There is no doubt that the Rangers series was extremely disappointing. The players, coaching staff, front office, and fans are down. But the season isn’t over. Things can turn back in the Jays’ favour. Remember, the team that just thrashed the Jays was coming off a bad run of its own. The Rangers had gone 4-16 before winning their past six games.

Fortunes can turn on a dime in baseball. The Rangers were in a complete freefall. They had been in first place for 148 of the first 149 days of the season before their collapse. The Rangers have put things back together and so can the Blue Jays. Toronto is just a game-and-a-half out of a playoff spot with 15 games to go. There are at least 14 other teams in baseball that would swap their current situation with Toronto. 

 

Familiar foes await

Taylor Walls Vladimir Guerrero Jr. Tampa Bay Rays Toronto Blue Jays

The Jays have five series remaining, all against familiar AL East rivals. They play the Red Sox (three games), Yankees (six games) and Rays (six games). The challenge is that the Jays are 12-25 within the division so far this season.

The Red Sox are not playing very well lately, with a 5-8 record in September. They also just fired chief baseball officer Chaim Bloom. The Yankees and Rays, however, are playing extremely good baseball lately, and are a combined 18-9 this month. 
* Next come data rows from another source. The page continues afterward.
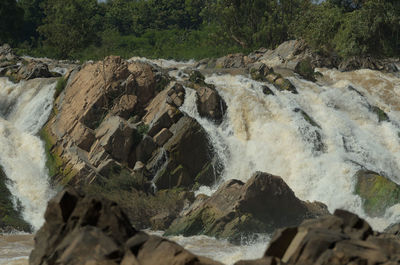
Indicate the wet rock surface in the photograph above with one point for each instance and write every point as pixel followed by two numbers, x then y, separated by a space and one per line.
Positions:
pixel 81 229
pixel 343 238
pixel 238 209
pixel 88 230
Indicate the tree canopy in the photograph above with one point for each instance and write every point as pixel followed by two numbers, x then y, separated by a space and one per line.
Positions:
pixel 184 29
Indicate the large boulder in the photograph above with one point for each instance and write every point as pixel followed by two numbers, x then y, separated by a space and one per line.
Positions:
pixel 209 103
pixel 190 157
pixel 82 230
pixel 340 239
pixel 33 70
pixel 238 209
pixel 377 192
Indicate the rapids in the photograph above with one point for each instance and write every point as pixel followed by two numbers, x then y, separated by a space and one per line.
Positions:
pixel 260 132
pixel 24 109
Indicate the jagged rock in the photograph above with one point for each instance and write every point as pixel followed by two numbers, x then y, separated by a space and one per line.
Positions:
pixel 209 103
pixel 145 149
pixel 305 69
pixel 116 136
pixel 189 154
pixel 33 70
pixel 340 239
pixel 163 121
pixel 125 106
pixel 378 192
pixel 237 60
pixel 83 230
pixel 237 209
pixel 284 84
pixel 258 71
pixel 162 137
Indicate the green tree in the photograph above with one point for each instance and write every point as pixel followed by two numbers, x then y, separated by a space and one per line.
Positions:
pixel 10 20
pixel 70 25
pixel 33 16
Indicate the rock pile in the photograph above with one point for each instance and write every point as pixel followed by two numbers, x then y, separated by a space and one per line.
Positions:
pixel 81 230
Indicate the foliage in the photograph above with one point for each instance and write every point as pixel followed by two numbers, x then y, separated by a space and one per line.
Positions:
pixel 69 25
pixel 186 29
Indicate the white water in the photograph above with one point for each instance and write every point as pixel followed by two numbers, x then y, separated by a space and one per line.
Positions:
pixel 24 108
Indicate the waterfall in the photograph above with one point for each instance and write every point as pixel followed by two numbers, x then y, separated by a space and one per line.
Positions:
pixel 315 140
pixel 24 109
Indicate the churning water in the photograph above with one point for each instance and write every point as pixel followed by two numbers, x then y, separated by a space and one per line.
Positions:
pixel 315 140
pixel 24 108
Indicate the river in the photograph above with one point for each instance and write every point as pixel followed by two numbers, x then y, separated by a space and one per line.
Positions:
pixel 260 132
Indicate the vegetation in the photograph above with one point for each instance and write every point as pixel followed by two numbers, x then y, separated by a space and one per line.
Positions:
pixel 185 29
pixel 9 217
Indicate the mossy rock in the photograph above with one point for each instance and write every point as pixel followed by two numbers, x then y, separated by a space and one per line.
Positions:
pixel 10 218
pixel 305 69
pixel 196 77
pixel 377 192
pixel 307 117
pixel 285 85
pixel 382 116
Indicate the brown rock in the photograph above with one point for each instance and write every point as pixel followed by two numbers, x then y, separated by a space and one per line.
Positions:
pixel 189 155
pixel 92 231
pixel 162 137
pixel 237 209
pixel 125 106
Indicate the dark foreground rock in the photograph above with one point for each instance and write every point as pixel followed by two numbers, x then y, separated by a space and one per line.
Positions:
pixel 238 210
pixel 88 231
pixel 377 192
pixel 10 219
pixel 340 239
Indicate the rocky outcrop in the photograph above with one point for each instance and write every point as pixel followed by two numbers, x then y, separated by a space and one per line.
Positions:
pixel 240 209
pixel 25 68
pixel 88 230
pixel 340 239
pixel 10 218
pixel 80 229
pixel 184 169
pixel 209 103
pixel 377 192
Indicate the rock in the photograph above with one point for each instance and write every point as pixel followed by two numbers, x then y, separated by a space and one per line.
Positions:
pixel 145 149
pixel 33 70
pixel 237 60
pixel 189 155
pixel 125 106
pixel 237 210
pixel 10 219
pixel 87 230
pixel 258 71
pixel 164 121
pixel 305 69
pixel 267 90
pixel 284 84
pixel 210 104
pixel 162 137
pixel 378 192
pixel 116 136
pixel 340 239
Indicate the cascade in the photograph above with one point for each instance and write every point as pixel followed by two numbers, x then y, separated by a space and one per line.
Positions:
pixel 24 108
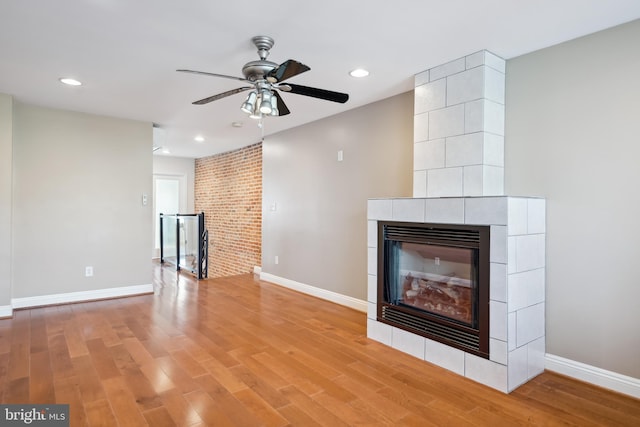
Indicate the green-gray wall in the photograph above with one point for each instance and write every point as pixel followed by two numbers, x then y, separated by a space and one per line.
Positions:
pixel 319 227
pixel 78 181
pixel 572 136
pixel 6 130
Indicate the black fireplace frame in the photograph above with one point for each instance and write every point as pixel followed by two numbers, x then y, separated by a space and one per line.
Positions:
pixel 474 340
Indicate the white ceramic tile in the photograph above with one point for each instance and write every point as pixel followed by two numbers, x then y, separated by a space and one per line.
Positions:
pixel 408 210
pixel 447 122
pixel 517 216
pixel 536 356
pixel 474 116
pixel 486 210
pixel 493 118
pixel 511 255
pixel 493 150
pixel 448 210
pixel 530 252
pixel 498 320
pixel 430 96
pixel 464 150
pixel 518 367
pixel 465 86
pixel 372 261
pixel 525 289
pixel 529 324
pixel 494 83
pixel 408 343
pixel 486 372
pixel 447 69
pixel 378 331
pixel 498 351
pixel 420 183
pixel 511 319
pixel 421 127
pixel 379 209
pixel 372 288
pixel 444 182
pixel 429 154
pixel 444 356
pixel 472 184
pixel 421 78
pixel 372 234
pixel 494 61
pixel 474 60
pixel 492 181
pixel 498 282
pixel 372 311
pixel 498 244
pixel 536 216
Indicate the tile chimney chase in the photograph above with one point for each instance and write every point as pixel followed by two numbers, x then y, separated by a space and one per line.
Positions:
pixel 458 179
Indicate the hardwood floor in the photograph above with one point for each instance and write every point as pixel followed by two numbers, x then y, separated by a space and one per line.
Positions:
pixel 240 352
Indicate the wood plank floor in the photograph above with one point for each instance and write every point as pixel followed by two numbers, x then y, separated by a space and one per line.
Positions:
pixel 240 352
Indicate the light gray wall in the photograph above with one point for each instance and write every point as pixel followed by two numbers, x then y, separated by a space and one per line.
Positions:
pixel 77 201
pixel 572 136
pixel 6 110
pixel 319 228
pixel 178 166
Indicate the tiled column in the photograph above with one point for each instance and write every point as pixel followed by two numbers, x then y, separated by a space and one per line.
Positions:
pixel 459 128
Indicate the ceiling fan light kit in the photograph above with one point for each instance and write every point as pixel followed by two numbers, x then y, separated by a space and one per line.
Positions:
pixel 264 79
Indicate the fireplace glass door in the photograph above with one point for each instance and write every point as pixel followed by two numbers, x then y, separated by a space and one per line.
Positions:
pixel 433 280
pixel 441 280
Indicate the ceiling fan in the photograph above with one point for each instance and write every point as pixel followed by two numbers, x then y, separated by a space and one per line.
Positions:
pixel 264 79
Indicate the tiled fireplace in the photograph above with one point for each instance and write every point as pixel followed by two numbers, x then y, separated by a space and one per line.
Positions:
pixel 458 180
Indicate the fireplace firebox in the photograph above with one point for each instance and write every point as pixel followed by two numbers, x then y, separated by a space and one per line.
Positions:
pixel 433 280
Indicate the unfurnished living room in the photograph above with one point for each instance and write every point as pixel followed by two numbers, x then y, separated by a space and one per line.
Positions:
pixel 334 213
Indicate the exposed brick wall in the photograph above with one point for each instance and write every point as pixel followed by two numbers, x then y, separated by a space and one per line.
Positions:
pixel 228 189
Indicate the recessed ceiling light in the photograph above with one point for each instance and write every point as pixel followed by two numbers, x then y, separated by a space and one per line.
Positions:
pixel 70 82
pixel 359 72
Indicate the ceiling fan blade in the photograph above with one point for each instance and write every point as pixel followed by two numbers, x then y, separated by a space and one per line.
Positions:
pixel 286 70
pixel 282 107
pixel 221 95
pixel 242 79
pixel 317 93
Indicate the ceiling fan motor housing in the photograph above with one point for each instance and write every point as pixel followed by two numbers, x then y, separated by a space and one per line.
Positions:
pixel 257 70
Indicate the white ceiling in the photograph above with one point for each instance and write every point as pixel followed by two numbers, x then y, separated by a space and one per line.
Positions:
pixel 126 52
The Jays can be a playoff team. They need to stay close until the last three series of the season. The Mariners play 10 games against Texas (six) and Houston (four). The Rangers play the Mariners and Angels (three). The Jays are going to need help, but if the Mariners or Rangers can dominate the other, it could open the door.  

Keep in mind that there will not be a game 163 to break ties in the standings. Head-to-head matchups matter. Unfortunately for the Jays, they do not hold the advantage over the Rangers or Mariners. The Jays lost the season series to both, so finishing tied with either means the Jays miss the playoffs.

Making the postseason may seem like a daunting task after getting swept by the Rangers, but it can be done. The first step for the Blue Jays is winning one pitch at a time, one inning at a time, and one game at a time.